Photography Perspective Composition: Towards Aesthetic Perspective Recommendation
Lujian Yao, Siming Zheng, Xinbin Yuan, Zhuoxuan Cai, Pu Wu, Jinwei Chen, Bo Li, Peng-Tao Jiang
TL;DR
This work addresses the limitations of cropping-based photography composition by introducing Photography Perspective Composition (PPC), which leverages perspective transformation to reconfigure spatial relationships without moving subjects. It proposes an automated PPC dataset construction pipeline, a perspective-transformation video generation framework, and a Perspective Quality Assessment (PQA) model to evaluate multi-dimensional quality across visual, motion, and composition aesthetics, guiding both data filtering and RLHF optimization. Experiments demonstrate PPC effectiveness across single, multi-subject, landscape, and UAV-like scenes, with RLHF improving stability and alignment to human preferences, and the PQA model enabling scalable evaluation. Overall, PPC offers a practical pathway for ordinary users to achieve professional-style composition and paves the way for further research in perspective-aware, data-driven computational photography, including extensions to AR and high-fidelity video generation.
Abstract
Traditional photography composition approaches are dominated by 2D cropping-based methods.
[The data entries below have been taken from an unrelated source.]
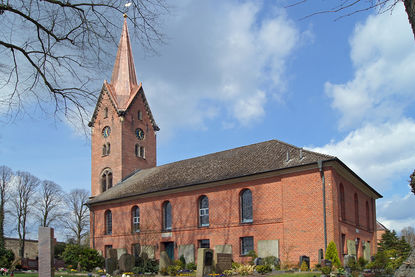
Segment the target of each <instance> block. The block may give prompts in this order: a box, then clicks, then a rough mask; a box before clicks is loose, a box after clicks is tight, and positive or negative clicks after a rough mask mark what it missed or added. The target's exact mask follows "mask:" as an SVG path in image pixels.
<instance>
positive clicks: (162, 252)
mask: <svg viewBox="0 0 415 277" xmlns="http://www.w3.org/2000/svg"><path fill="white" fill-rule="evenodd" d="M169 265H171V260H170V258H169V255H167V252H166V251H161V252H160V262H159V268H160V269H162V268H167V267H168V266H169Z"/></svg>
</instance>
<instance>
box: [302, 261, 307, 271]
mask: <svg viewBox="0 0 415 277" xmlns="http://www.w3.org/2000/svg"><path fill="white" fill-rule="evenodd" d="M308 269H309V268H308V265H307V263H306V261H303V262H302V263H301V267H300V270H301V271H308Z"/></svg>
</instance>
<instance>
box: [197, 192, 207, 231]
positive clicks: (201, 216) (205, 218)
mask: <svg viewBox="0 0 415 277" xmlns="http://www.w3.org/2000/svg"><path fill="white" fill-rule="evenodd" d="M199 226H200V227H206V226H209V199H208V198H207V196H206V195H202V196H201V197H200V198H199Z"/></svg>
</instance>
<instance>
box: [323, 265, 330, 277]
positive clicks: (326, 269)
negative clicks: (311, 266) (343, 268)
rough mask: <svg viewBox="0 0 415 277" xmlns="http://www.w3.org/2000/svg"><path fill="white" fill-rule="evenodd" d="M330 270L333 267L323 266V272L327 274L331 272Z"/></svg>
mask: <svg viewBox="0 0 415 277" xmlns="http://www.w3.org/2000/svg"><path fill="white" fill-rule="evenodd" d="M330 272H331V267H329V266H323V267H322V268H321V273H323V274H325V275H327V274H330Z"/></svg>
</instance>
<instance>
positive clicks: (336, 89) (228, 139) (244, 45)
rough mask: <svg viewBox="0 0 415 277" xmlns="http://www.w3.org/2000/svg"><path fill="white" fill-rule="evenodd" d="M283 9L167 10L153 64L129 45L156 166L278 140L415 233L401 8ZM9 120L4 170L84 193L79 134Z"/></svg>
mask: <svg viewBox="0 0 415 277" xmlns="http://www.w3.org/2000/svg"><path fill="white" fill-rule="evenodd" d="M288 2H289V1H188V0H181V1H175V6H173V7H172V8H171V10H170V13H169V14H168V15H166V16H165V17H164V18H163V22H162V24H161V31H162V32H163V33H164V34H165V35H166V40H165V42H166V43H165V44H163V45H159V46H157V51H158V54H157V55H154V54H150V53H148V52H145V51H144V50H143V49H142V48H141V47H140V44H139V43H137V42H134V41H132V43H133V52H134V58H135V66H136V70H137V77H138V79H139V81H142V82H143V88H144V90H145V93H146V96H147V99H148V101H149V103H150V107H151V109H152V111H153V115H154V117H155V119H156V122H157V123H158V125H159V126H160V128H161V131H160V132H159V133H158V149H157V150H158V153H157V156H158V164H159V165H161V164H165V163H168V162H173V161H177V160H182V159H186V158H190V157H195V156H199V155H203V154H207V153H212V152H216V151H221V150H226V149H230V148H233V147H238V146H243V145H248V144H252V143H257V142H261V141H265V140H269V139H279V140H282V141H285V142H288V143H291V144H294V145H296V146H302V147H306V148H308V149H312V150H316V151H319V152H324V153H329V154H332V155H335V156H337V157H339V158H340V159H341V160H342V161H344V162H345V163H346V164H347V165H348V166H349V167H351V168H352V169H353V170H354V171H355V172H356V173H357V174H359V175H360V176H361V177H362V178H363V179H364V180H365V181H366V182H367V183H369V184H370V185H371V186H372V187H374V188H375V189H376V190H377V191H378V192H379V193H381V194H382V195H383V196H384V198H383V199H381V200H379V201H377V213H378V219H379V220H380V221H381V222H382V223H384V224H385V225H386V226H387V227H389V228H393V229H396V230H400V229H402V228H403V227H406V226H415V215H414V214H413V213H412V210H413V207H414V205H415V197H414V196H413V195H411V194H410V190H409V187H408V179H409V175H410V173H411V172H412V171H413V170H414V169H415V155H414V154H413V153H415V110H414V109H411V108H410V107H411V106H413V104H414V101H415V94H414V93H413V89H414V88H415V78H413V72H415V41H414V38H413V35H412V32H411V30H410V27H409V24H408V22H407V16H406V14H405V13H404V9H403V4H402V3H400V2H399V3H398V5H397V6H396V7H395V9H394V10H393V12H392V13H390V12H386V13H383V14H377V13H376V12H375V11H370V12H362V13H357V14H355V15H353V16H346V17H344V18H342V19H340V20H334V19H335V18H336V17H337V16H336V15H331V14H323V15H318V16H313V17H311V18H307V19H304V20H299V19H300V18H302V17H304V16H306V15H308V14H310V13H311V12H312V11H315V10H319V9H320V8H321V9H324V8H327V6H325V5H327V4H326V3H325V2H324V1H322V2H321V6H318V4H316V5H311V4H304V5H299V6H295V7H292V8H288V9H286V8H283V5H284V4H287V3H288ZM314 3H315V2H314ZM279 4H280V5H279ZM312 9H313V10H312ZM121 26H122V18H120V28H121ZM130 32H131V30H130ZM131 33H132V32H131ZM113 52H114V56H115V53H116V47H115V46H114V49H113ZM110 58H111V59H112V60H113V59H114V57H110ZM110 63H111V62H110ZM110 76H111V70H110V69H109V70H107V73H106V74H105V75H104V76H102V78H101V79H102V81H103V80H104V79H107V80H108V79H110ZM101 85H102V82H100V83H97V87H100V86H101ZM0 94H1V91H0ZM0 109H1V107H0ZM1 114H2V113H1V112H0V115H1ZM9 118H10V117H8V116H4V115H2V116H1V117H0V126H1V129H2V131H1V132H0V164H4V165H7V166H9V167H11V168H12V169H13V170H25V171H29V172H31V173H32V174H34V175H36V176H37V177H39V178H41V179H49V180H53V181H55V182H56V183H58V184H60V185H61V186H62V187H63V188H64V189H65V190H66V191H69V190H71V189H73V188H84V189H88V190H89V189H90V142H89V138H87V137H85V136H83V135H80V132H79V130H78V128H77V127H74V126H73V125H71V124H68V122H67V120H65V119H59V118H56V117H52V116H49V115H45V114H44V113H42V112H41V111H40V110H39V109H38V108H36V106H33V105H32V106H31V105H30V103H28V104H27V106H26V107H25V111H24V112H21V113H19V115H17V116H16V118H14V120H13V121H11V122H10V121H9Z"/></svg>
However, these methods fall short when scenes contain poorly arranged subjects. Professional photographers often employ perspective adjustment as a form of 3D recomposition, modifying the projected 2D relationships between subjects while maintaining their actual spatial positions to achieve better compositional balance. Inspired by this artistic practice, we propose photography perspective composition (PPC), extending beyond traditional cropping-based methods. However, implementing the PPC faces significant challenges: the scarcity of perspective transformation datasets and undefined assessment criteria for perspective quality. To address these challenges, we present three key contributions: (1) An automated framework for building PPC datasets through expert photographs. (2) A video generation approach that demonstrates the transformation process from less favorable to aesthetically enhanced perspectives. (3) A perspective quality assessment (PQA) model constructed based on human performance. Our approach is concise and requires no additional prompt instructions or camera trajectories, helping and guiding ordinary users to enhance their composition skills.